2) Tiny screws get lost easily, so stick them on duct tape.
3) Be aware that the R button and the spring beneath may bounce off.
4) Be gentle with the ribbon cables connecting to the motherboard.

When you’re done replacing the control stick and reconnecting the ribbon cables, you should test/calibrate it before screwing the outer casing back on. This will save you the trouble of unscrewing everything again if the Joy-Con isn’t working right.

If something’s wrong—like in my case, on first calibration the Joy-Con showed worse drift than before—don’t panic. It’s possible that you didn’t reconnect the ribbon cables properly. When I tried putting the cables back again (one looked a little crooked), the second calibration was a success. If you’re using tweezers, don’t squeeze those cables too hard so you don’t scratch them.

Lastly, proceed at your own risk and best of luck!

If free repair is available from Nintendo in your country and you want to avoid unnecessarily damaging your Joy-Con, then a few weeks without your Joy-Con might be worth the wait.

Do you have a drift story too? Tell us in the comments section below!


  1. I’ve fixed a number of joy-cons by replacing the sticks. My main issue from the repair was the fragility of the ribbon cables which I also later replaced. The new ribbon cables had extra length which stretch that little further which is helpful. Once you’ve carried out the procedure once, it shouldn’t take as long the next time.

  2. I fixed my very first joycon ( that came with the first release switch ) last month. The left has been drifting few months after I got the Switch, And didn’t bother cos I use the pro controller(also I hardly touch the Switch ). And when I found out they will do it for free, their repair site closed due to pandemic. So got bored recently, decided to get the kit and fix it myself. It’s not that hard, thou somewhere in the middle, a little scared when I have to unscrew a screen under a ribbon to take that thumb-stick out. All went well, faulty JC works again.

      1. Hi Elena, I think they already open back up some of their repair centers. But it will probably still be a long waiting line because of the back log and maybe not enough manpower (?). Glad it’s easy to find those parts and they are inexpensive.

        Like what Jonathan said, we did it once, the next would be easy.
        I am blind as a bat, lol! Have to use both my knee to hold the magnifying glass while trying to get the ribbon out of the connector ( the stand alone one is a tad too tall, so I have to use the hand held one ) that is the only hard part for me other than that everything is easy, lol!

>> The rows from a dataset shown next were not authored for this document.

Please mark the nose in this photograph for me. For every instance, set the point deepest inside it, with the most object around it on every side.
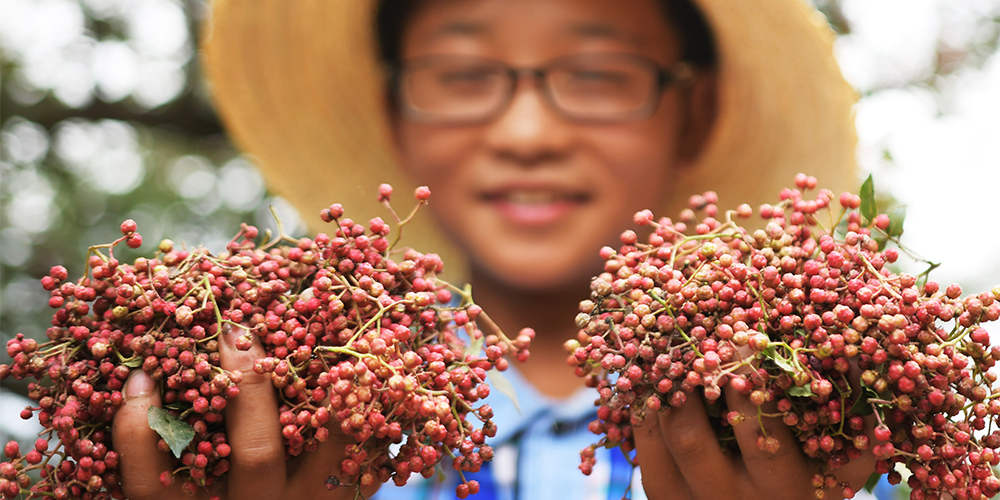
(529, 131)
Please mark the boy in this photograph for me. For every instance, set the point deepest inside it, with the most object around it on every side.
(541, 126)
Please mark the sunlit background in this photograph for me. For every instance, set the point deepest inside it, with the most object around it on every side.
(103, 116)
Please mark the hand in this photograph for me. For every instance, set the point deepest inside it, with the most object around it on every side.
(258, 467)
(682, 460)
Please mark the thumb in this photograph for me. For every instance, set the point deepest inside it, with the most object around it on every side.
(140, 462)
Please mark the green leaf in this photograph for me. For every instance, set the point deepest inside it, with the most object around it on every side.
(771, 353)
(861, 406)
(475, 346)
(176, 432)
(896, 217)
(872, 481)
(880, 238)
(500, 383)
(803, 391)
(868, 207)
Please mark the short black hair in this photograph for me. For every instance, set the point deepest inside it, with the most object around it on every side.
(697, 43)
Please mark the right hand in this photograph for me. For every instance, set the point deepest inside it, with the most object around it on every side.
(258, 469)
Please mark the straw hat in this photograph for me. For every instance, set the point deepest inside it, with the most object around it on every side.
(298, 86)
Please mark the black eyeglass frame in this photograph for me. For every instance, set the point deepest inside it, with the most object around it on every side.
(666, 76)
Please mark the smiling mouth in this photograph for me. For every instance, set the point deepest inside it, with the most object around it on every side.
(518, 197)
(535, 208)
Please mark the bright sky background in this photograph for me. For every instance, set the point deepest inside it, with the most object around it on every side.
(945, 147)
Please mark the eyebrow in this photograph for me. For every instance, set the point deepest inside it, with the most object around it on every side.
(600, 30)
(464, 28)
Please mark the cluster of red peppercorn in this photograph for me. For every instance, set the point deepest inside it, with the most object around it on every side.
(782, 314)
(357, 335)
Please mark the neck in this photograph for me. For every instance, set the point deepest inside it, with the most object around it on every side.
(550, 313)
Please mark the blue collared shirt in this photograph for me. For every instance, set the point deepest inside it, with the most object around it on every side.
(537, 454)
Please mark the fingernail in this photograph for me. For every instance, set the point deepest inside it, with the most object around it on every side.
(230, 334)
(139, 384)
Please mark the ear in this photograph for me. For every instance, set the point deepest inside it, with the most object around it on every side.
(698, 109)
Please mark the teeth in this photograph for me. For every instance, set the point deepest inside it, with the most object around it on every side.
(532, 197)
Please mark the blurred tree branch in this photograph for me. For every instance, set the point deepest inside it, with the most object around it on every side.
(188, 115)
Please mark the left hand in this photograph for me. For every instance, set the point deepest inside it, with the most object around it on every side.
(681, 458)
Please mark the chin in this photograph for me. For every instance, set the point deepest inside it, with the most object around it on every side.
(541, 275)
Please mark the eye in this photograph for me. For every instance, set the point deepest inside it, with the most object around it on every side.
(451, 77)
(599, 77)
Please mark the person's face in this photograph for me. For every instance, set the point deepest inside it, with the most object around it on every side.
(530, 195)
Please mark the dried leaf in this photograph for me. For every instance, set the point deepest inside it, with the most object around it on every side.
(868, 207)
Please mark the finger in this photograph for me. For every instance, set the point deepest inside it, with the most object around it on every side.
(258, 451)
(140, 462)
(773, 471)
(693, 443)
(661, 479)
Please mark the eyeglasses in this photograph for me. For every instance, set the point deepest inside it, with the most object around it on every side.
(586, 87)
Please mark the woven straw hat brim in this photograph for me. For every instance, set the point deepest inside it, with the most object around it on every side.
(298, 86)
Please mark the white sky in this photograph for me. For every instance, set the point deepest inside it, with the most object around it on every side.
(946, 166)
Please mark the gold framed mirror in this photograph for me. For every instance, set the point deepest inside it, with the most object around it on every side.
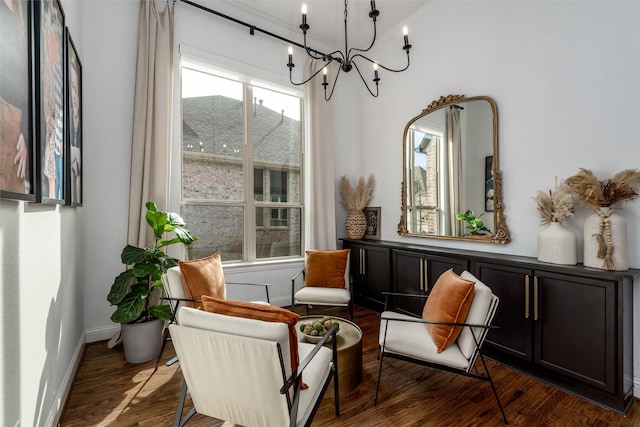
(451, 181)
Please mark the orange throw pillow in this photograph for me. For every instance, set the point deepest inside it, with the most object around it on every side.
(267, 313)
(326, 268)
(449, 301)
(203, 277)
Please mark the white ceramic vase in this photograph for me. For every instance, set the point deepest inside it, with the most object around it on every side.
(608, 252)
(557, 245)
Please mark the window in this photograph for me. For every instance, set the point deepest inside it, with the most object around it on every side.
(424, 194)
(241, 165)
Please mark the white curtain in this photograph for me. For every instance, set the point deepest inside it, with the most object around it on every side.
(151, 140)
(454, 151)
(320, 201)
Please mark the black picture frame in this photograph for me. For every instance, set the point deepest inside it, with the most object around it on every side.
(373, 215)
(73, 109)
(18, 177)
(51, 72)
(488, 184)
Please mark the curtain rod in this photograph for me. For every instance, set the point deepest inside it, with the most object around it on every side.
(252, 28)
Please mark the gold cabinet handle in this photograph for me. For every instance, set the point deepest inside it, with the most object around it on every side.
(535, 298)
(526, 296)
(425, 276)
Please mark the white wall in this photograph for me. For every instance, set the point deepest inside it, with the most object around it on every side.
(41, 297)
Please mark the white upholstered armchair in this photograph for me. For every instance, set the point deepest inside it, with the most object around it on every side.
(450, 334)
(238, 369)
(326, 280)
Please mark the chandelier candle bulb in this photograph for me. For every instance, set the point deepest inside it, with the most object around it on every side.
(303, 9)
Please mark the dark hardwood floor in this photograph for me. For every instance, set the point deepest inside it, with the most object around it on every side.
(108, 391)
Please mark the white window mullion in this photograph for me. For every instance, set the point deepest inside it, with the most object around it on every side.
(250, 210)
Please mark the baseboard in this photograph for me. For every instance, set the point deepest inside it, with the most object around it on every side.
(103, 333)
(63, 393)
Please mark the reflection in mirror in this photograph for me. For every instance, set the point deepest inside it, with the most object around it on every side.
(451, 184)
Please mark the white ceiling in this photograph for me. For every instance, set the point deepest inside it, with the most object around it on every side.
(325, 17)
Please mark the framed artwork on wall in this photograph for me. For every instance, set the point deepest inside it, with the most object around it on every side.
(374, 221)
(51, 60)
(488, 184)
(73, 110)
(17, 155)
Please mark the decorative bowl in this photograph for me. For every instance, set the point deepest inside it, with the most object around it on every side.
(310, 321)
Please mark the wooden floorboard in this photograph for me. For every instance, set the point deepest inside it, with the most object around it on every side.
(108, 391)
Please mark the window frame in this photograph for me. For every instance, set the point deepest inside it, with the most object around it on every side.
(249, 164)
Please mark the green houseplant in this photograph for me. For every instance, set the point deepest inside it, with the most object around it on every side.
(134, 289)
(475, 224)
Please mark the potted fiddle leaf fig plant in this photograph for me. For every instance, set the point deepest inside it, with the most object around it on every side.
(135, 291)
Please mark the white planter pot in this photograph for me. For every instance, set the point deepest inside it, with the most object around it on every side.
(142, 341)
(557, 245)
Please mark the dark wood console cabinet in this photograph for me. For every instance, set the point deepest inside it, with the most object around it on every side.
(569, 326)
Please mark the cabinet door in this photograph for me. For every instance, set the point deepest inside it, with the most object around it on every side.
(416, 273)
(513, 286)
(377, 276)
(370, 272)
(575, 327)
(408, 278)
(356, 271)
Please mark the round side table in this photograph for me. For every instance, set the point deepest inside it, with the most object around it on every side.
(349, 348)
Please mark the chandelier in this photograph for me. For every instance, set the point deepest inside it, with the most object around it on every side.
(346, 59)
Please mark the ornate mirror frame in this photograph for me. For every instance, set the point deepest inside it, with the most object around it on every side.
(500, 234)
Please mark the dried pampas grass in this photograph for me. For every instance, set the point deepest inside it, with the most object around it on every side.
(356, 199)
(555, 206)
(607, 192)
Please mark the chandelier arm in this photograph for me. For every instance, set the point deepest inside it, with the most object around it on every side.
(375, 95)
(380, 65)
(367, 49)
(311, 77)
(335, 80)
(309, 51)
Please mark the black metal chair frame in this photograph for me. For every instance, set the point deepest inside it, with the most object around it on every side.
(477, 352)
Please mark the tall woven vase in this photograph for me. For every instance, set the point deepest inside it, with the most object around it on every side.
(356, 224)
(605, 240)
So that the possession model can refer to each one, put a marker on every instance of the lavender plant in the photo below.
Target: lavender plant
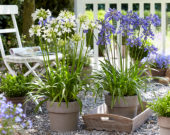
(11, 116)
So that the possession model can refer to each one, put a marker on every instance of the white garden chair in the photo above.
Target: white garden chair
(38, 60)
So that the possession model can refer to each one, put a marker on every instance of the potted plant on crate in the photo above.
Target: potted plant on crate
(62, 83)
(161, 107)
(124, 82)
(15, 88)
(158, 63)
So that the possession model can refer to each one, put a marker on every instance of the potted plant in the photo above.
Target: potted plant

  3. I was able to repair half a dozen joycon sticks without the need of replacing anything. Of course, I feel the drift will come back sooner or later. All I did was take apart the analog stick and cleaned the black pads on the circuit board, the fingers on the metal fork thingies, and carefully put it back together. You need a decent small screwdriver set though. This saved me a lot of money and time.

    1. I see! Thanks for sharing, Jon. Great that you managed to remedy the drift (even if temporarily) by just cleaning out the parts. I’d be curious to know how quickly drift returns for different people.